A couple of years ago, researchers from the biotech company Probiodrug AG (Halle, Germany) found that the major culprit for the detrimental aggregation of peptides to plaques is not Abeta as such, but a variation carrying a pyroglutamate residue. This pyroglutamated Abeta peptide (pGlu-Abeta), they found, is generated by a hitherto unknown reaction catalyzed by the brain enzyme glutaminyl cyclase (QC). pGlu-formation leads to stabilization of the peptide and protection against cleavage. Moreover, Probiodrug has been able to demonstrate that pGlu-Abeta peptides show increased neurotoxicity, a prolonged half-life and an increased tendency for aggregation. They also form the seeds of the typical plaques observed in the brain of AD patients.
While Probiodrug is developing small molecule inhibitors of the QC enzyme to halt the disease, Thomas Bayer (who is a member of Probiodrug’s Scientific Advisory Board) and his team generated a monoclonal antibody against pGlu-Abeta. Passive immunization of transgenic mice models of AD with this monoclonal antibody significantly reduced overall Abeta plaque load and levels of pGlu-Abeta, and also normalized behavioral deficit in the mice.

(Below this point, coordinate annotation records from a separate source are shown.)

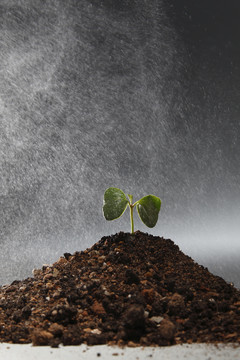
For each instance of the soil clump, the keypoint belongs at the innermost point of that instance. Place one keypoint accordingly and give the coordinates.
(126, 289)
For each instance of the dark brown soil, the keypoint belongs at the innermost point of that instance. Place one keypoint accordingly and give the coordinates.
(126, 289)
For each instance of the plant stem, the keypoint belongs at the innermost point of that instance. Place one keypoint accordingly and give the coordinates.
(131, 213)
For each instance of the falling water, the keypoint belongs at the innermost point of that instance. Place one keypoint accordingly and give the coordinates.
(107, 93)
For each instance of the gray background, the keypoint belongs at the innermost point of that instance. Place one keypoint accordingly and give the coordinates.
(141, 95)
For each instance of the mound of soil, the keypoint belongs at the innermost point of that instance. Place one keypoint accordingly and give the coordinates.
(126, 289)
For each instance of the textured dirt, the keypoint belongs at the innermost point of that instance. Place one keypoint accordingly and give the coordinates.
(126, 289)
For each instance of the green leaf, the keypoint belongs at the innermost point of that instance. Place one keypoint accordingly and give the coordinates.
(114, 203)
(148, 208)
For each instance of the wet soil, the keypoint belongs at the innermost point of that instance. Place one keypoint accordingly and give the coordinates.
(126, 289)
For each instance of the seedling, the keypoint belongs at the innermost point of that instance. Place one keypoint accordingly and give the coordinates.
(115, 203)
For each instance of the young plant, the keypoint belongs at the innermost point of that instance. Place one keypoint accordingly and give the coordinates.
(115, 203)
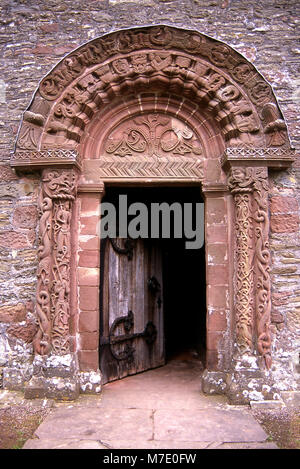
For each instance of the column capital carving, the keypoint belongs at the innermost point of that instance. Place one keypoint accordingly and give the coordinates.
(243, 179)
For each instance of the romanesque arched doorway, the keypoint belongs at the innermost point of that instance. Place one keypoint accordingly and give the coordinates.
(153, 106)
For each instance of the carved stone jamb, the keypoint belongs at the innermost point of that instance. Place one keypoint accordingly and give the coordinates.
(240, 183)
(247, 170)
(54, 365)
(262, 266)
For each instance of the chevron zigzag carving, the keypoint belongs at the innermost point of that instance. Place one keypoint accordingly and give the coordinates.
(175, 167)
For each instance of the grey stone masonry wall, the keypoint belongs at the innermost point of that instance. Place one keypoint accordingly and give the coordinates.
(34, 36)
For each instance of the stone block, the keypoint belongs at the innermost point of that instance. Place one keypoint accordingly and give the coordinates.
(217, 296)
(216, 234)
(283, 204)
(89, 340)
(88, 360)
(267, 405)
(287, 223)
(25, 216)
(90, 382)
(59, 388)
(215, 211)
(213, 382)
(13, 313)
(89, 225)
(218, 274)
(88, 298)
(217, 253)
(88, 276)
(89, 259)
(88, 321)
(217, 321)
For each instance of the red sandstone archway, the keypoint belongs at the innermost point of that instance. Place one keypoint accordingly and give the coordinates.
(75, 132)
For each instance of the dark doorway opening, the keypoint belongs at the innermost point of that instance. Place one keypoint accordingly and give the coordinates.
(183, 273)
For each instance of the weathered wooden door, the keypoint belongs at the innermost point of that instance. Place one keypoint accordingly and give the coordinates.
(131, 319)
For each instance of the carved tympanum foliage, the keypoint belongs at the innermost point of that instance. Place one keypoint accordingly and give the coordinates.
(53, 288)
(152, 134)
(161, 58)
(253, 287)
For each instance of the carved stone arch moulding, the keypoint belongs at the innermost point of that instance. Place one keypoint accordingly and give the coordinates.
(154, 103)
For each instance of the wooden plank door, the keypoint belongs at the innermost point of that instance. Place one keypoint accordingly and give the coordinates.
(131, 319)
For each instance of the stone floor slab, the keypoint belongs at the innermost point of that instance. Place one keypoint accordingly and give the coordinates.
(225, 425)
(93, 424)
(159, 409)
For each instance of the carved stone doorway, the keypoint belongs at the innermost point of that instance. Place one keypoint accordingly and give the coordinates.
(153, 106)
(153, 288)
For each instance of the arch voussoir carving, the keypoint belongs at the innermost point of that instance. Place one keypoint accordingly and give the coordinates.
(184, 63)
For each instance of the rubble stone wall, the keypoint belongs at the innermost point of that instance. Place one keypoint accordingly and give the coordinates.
(34, 36)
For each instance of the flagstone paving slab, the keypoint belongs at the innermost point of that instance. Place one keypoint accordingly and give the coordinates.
(158, 409)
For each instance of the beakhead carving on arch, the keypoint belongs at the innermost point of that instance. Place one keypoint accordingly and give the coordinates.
(162, 59)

Later this month during the Neuroscience 2010 conference, Probiodrug will demonstrate that increasing pGlu-Abeta potentiates the behavioral deficits observed with transgenic AD mouse models significantly, and will also presented data showing that inhibitors of QC can reduce the level of pyroglutamated beta-amyloid species and alleviate the observed behavioral changes.
While the approach presented by Thomas Bayer will take a few years to reach the clinic, Probiodrug’s first small molecule QC inhibitor already has reached the regulatory phase.